Published by in 2012 by Tindal Street Press.
“Don’t forget where you’ve come from. Don’t forget the ideas of freedom that have carried us this far,” Michel Jean Cazabon’s mother urges her favourite son from her deathbed. Michel, who has returned to his birthplace, Trinidad, after eight years of artistic apprenticeship and training in Europe, will find this final wish to be complex and fragmented, like so much else in his life. He is drawn repeatedly to the stunning natural beauty of his homeland, and captivated by the noble elegance of those who have toiled in its fields. Despite the pleasures of being an artist in his natural domain, he is soon reminded that island life goes hand in hand with its own specific set of perils. Temptations, including the form of his childhood playmate Josie, beckon in Cazabon’s moments of weakness, even as he fondly awaits the arrival of his French wife and children on Trinidadian shores. As a painter and a son of the plantation class, he finds himself divided in more ways than he wishes to be, quickly learning that no creative muse comes without a past story.
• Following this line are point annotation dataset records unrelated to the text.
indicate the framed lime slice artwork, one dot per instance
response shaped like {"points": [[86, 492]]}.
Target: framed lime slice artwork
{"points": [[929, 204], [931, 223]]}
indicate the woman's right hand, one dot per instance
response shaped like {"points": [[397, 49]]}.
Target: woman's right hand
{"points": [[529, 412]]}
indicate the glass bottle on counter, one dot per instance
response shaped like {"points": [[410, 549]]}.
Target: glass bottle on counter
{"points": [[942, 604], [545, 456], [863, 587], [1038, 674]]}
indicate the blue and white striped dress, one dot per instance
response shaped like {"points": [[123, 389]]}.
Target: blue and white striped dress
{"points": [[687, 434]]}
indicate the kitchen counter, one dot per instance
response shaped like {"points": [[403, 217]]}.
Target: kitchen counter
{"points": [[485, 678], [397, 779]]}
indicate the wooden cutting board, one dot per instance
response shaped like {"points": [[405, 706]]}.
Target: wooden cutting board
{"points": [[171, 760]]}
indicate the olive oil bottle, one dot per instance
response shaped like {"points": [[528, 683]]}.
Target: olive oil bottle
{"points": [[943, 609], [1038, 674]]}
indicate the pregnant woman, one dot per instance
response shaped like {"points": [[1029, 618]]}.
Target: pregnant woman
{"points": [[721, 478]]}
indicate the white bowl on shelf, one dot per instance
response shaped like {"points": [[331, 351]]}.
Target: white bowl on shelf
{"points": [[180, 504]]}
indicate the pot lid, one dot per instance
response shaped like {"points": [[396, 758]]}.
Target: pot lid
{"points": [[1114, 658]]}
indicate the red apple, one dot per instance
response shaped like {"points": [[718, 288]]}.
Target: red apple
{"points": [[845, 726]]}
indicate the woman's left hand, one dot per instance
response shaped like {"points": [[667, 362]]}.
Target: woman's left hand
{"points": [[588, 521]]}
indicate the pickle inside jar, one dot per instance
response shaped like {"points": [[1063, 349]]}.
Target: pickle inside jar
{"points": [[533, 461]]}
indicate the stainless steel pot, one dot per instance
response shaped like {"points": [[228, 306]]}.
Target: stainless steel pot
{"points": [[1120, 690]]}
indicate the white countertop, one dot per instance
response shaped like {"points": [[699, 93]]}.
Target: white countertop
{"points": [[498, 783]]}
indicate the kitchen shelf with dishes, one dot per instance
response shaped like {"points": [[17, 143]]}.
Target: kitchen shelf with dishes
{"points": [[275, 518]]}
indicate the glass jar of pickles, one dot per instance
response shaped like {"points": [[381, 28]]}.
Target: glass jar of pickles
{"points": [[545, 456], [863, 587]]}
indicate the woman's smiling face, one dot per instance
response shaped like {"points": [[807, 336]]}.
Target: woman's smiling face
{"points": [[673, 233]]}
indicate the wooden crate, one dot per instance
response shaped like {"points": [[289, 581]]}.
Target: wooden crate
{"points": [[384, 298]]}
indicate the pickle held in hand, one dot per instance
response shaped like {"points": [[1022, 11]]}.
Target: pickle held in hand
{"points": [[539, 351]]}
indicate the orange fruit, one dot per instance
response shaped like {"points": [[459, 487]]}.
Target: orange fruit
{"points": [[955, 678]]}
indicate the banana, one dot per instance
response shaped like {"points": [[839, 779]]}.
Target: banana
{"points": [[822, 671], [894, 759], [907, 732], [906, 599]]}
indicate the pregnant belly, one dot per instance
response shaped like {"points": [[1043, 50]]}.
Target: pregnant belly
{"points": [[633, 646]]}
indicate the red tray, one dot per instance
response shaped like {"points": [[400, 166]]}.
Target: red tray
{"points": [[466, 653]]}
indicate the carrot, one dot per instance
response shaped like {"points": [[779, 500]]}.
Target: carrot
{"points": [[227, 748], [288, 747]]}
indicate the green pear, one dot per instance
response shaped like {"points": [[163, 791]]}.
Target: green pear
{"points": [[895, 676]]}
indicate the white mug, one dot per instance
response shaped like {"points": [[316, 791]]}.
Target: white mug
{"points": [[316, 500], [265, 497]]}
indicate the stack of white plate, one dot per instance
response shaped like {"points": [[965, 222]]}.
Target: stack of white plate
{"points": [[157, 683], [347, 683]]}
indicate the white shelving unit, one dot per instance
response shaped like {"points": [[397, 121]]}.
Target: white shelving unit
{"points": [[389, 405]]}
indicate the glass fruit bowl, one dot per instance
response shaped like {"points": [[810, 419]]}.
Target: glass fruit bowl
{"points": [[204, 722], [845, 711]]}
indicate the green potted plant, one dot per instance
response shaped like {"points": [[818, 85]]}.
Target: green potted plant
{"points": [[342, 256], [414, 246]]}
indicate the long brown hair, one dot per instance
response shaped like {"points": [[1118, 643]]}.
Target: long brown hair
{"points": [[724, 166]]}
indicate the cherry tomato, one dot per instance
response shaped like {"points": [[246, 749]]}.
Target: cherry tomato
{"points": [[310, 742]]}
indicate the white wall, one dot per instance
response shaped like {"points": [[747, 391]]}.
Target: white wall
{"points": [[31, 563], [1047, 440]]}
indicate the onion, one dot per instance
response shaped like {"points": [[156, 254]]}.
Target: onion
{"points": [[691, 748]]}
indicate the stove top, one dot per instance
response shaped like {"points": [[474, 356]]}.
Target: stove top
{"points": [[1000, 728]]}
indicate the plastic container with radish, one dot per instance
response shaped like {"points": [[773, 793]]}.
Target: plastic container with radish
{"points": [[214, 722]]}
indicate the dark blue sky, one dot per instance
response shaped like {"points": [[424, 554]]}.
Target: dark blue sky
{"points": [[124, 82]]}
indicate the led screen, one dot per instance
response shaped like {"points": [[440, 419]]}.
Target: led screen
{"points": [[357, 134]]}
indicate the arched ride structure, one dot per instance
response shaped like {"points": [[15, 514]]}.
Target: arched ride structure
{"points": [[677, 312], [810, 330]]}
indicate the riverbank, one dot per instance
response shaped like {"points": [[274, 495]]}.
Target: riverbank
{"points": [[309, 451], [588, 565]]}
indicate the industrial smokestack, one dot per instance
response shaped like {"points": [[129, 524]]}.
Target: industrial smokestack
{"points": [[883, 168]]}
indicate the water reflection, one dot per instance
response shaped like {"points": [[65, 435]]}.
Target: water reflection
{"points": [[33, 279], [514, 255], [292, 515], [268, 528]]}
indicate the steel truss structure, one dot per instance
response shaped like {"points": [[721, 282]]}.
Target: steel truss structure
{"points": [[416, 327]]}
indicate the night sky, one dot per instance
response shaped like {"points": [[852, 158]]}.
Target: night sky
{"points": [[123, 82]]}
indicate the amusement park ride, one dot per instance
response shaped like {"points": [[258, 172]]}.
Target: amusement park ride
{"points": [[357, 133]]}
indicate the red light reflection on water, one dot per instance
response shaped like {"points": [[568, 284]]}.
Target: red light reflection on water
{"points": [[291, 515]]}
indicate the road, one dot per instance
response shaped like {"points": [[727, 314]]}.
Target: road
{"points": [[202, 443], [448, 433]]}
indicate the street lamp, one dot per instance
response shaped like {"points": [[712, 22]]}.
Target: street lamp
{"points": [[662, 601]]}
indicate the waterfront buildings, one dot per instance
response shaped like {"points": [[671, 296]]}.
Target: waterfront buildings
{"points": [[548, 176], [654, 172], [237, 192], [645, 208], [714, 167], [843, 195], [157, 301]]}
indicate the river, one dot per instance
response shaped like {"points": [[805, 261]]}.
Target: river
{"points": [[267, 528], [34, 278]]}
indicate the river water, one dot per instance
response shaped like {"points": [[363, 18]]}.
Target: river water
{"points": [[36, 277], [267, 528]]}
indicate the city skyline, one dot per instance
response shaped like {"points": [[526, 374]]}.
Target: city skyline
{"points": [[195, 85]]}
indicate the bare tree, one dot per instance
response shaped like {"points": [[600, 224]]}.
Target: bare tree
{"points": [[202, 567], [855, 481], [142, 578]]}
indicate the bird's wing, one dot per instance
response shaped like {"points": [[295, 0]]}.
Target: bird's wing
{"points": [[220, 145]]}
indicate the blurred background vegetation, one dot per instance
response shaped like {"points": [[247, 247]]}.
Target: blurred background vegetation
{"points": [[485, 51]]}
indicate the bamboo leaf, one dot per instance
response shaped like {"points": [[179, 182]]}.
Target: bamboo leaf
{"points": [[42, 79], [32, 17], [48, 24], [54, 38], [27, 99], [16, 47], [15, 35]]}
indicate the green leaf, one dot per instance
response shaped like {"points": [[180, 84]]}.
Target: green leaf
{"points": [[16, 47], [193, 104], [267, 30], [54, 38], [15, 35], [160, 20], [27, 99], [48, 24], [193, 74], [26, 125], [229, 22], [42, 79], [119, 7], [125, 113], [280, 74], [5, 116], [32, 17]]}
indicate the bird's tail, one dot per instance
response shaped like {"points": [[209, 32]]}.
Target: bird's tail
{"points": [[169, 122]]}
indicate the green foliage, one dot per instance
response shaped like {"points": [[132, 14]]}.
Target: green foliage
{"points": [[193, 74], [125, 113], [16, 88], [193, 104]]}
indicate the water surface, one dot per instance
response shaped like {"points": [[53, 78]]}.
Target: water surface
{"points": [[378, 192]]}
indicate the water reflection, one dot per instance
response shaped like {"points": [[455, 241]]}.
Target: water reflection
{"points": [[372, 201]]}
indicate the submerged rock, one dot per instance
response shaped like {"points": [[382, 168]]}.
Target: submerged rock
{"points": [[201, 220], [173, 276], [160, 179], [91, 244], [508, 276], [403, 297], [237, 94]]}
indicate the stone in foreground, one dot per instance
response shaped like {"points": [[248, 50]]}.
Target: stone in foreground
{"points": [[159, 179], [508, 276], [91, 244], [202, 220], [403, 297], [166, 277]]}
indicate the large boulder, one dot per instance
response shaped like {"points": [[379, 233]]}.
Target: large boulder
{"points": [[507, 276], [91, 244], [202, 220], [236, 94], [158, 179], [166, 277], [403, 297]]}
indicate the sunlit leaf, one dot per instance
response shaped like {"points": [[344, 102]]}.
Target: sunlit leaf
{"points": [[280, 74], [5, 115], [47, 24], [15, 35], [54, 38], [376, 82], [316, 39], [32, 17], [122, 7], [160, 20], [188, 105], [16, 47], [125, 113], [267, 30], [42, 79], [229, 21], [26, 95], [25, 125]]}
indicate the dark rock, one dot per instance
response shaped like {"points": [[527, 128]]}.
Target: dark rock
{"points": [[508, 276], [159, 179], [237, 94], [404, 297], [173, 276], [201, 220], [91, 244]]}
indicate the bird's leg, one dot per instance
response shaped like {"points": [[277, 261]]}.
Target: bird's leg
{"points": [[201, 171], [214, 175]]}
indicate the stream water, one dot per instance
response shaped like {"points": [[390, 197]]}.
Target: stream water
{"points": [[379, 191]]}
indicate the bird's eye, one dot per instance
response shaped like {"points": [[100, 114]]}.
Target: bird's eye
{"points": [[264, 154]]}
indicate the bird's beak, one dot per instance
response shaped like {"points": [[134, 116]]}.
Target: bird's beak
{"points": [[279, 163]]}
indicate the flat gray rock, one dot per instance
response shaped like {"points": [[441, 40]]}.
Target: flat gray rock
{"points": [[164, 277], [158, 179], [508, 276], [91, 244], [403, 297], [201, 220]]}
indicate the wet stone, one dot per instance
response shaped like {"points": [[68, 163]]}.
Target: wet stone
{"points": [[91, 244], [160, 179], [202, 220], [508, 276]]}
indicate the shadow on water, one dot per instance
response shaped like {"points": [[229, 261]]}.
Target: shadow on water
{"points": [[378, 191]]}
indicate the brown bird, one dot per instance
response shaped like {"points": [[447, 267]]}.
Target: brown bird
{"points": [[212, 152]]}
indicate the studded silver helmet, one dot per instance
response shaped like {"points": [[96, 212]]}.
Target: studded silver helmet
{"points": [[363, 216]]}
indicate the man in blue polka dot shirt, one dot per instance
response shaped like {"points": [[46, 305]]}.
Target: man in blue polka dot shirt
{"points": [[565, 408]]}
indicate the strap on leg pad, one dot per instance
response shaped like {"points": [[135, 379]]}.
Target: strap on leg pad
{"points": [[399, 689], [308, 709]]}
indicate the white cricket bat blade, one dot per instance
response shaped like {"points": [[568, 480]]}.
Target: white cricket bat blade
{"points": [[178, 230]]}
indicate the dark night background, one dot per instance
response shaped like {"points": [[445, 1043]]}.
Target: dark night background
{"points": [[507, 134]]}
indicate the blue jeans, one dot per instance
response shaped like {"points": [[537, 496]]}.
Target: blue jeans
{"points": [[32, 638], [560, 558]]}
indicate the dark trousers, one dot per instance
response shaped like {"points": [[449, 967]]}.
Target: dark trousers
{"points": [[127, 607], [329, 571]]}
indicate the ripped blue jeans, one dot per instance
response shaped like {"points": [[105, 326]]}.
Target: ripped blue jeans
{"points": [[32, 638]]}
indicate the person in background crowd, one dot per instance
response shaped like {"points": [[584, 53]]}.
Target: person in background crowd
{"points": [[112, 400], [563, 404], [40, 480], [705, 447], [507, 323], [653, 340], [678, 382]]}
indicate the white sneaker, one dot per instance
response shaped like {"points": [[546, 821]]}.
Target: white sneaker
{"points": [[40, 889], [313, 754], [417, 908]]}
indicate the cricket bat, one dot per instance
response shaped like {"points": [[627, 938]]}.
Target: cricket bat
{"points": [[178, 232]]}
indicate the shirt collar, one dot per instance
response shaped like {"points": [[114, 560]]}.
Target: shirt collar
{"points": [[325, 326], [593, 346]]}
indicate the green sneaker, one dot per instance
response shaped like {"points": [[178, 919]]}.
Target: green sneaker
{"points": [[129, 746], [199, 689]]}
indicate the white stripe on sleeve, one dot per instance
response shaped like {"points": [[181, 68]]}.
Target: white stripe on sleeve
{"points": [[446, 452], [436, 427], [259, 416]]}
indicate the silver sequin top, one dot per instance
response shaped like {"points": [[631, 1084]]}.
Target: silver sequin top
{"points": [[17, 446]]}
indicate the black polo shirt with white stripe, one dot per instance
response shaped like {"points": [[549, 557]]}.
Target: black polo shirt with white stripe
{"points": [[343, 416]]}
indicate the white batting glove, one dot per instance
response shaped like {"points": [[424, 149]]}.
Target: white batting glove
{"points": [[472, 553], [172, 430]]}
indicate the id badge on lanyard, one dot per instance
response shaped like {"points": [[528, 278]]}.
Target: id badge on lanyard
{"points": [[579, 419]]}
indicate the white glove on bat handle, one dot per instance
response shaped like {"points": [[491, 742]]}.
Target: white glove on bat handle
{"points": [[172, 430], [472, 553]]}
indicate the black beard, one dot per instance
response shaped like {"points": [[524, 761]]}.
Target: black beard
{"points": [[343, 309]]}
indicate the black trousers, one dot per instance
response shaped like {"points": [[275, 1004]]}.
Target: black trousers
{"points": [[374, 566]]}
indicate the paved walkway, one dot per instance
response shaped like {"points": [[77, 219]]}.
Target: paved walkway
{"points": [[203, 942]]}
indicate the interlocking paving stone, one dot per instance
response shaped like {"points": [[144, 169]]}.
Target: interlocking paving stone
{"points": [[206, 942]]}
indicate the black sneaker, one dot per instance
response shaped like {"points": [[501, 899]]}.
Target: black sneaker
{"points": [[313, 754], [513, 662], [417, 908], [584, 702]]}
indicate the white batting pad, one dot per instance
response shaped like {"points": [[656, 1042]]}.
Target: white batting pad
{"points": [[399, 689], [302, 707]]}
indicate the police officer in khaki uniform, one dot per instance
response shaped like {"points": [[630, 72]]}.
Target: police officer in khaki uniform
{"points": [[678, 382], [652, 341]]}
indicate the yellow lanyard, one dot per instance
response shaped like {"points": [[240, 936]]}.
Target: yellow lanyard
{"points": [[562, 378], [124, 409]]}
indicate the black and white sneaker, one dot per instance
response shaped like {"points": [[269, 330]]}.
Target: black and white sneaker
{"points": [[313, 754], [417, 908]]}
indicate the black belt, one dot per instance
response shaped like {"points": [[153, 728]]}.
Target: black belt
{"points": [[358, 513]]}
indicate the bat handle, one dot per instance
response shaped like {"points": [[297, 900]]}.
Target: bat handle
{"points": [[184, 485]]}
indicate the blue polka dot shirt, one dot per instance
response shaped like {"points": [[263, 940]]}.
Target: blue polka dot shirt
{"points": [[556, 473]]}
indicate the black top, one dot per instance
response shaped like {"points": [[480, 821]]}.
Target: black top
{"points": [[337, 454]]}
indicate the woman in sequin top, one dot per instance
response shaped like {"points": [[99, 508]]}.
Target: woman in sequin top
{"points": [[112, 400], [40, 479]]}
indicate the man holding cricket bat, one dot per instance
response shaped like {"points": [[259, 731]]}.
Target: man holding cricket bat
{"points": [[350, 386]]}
Scott’s latest novel is nothing less than remarkable, blending in ambitious detail the real life of one of Trinidad’s founding artistic figures, with a fictional account of what his most personal moments might have resembled. An intimate biography of the actual Michel Jean Cazabon is not a matter of public record, as the author himself remarks in his historical notes. Light Falling on Bamboo would probably read as seedy conjecture in the hands of a writer less sensitive to character development. The reverse is true here: one is gifted a portrait of Cazabon as he might plausibly have been. The reader leans towards believing, rather than discrediting, the artistic licenses that Scott himself has taken – what emerges is the study of a complex, haunted figure.
Divisions run through the novel, which begins in 1840s Trinidad and spans more than five decades. These ruptures are not simply evident in Cazabon’s conflicts, but echo throughout the structure of Trinidadian society. While crossing the greens on his way to the Governor’s residence, Cazabon muses that “he could have been somewhere in Hertfordshire”, so strong are the parallels of the local atmosphere with that of a British pastoral scene. Money is described as the province of power; those who possess it are the white landowners and dignitaries for whom Cazabon is commissioned to paint epic vistas. These members of the elite ruling class continue to consider themselves superior to the former slaves who built the plantation empires. As Cazabon himself admits with deep guilt, the slave trade is at the heart of his family’s financial success too – a success he tries to distance himself from with dedication to his art.
Light Falling on Bamboo presents Cazabon’s Trinidad with vivid imagery; each description is ornate, infused with the colours the artist favoured in his famous pieces. Michel Jean’s earliest daydreams in the novel revolve around painting, evoked by events as routine as a carriage ride through Port of Spain, where “he noticed the light on water and on the surrounding hills changing all the time from lemon to subdued white, plain greys and blues, the piercing fire of the sun lighting up the greens and ochres. He longed to paint.”
It is painting that keeps Cazabon’s self-described demons at bay; it is painting that cements his purpose as a human being, caught as he is between rapidly-changing worlds. As he reflects to Governor ‘Ping’ Harris in an intense conversation, “The people have made this landscape… I mostly paint out the hardship and keep the dignity. Not that I am blind to what has happened here.” No aspect of Scott’s prose feels blinkered: in the writer’s imagined portrayal of a luminary artist, the reader is given one of the finest examples of art reflecting what is best about nature, and vice versa. This is a multi-layered, sympathetic characterization of Cazabon – as an artist, husband, son, and as a figure who fully embodies both tragedy and triumph at different phases of his life. It is impossible to term Light Falling on Bamboo a biography, but one imagines that Cazabon himself would have been pleased with the result.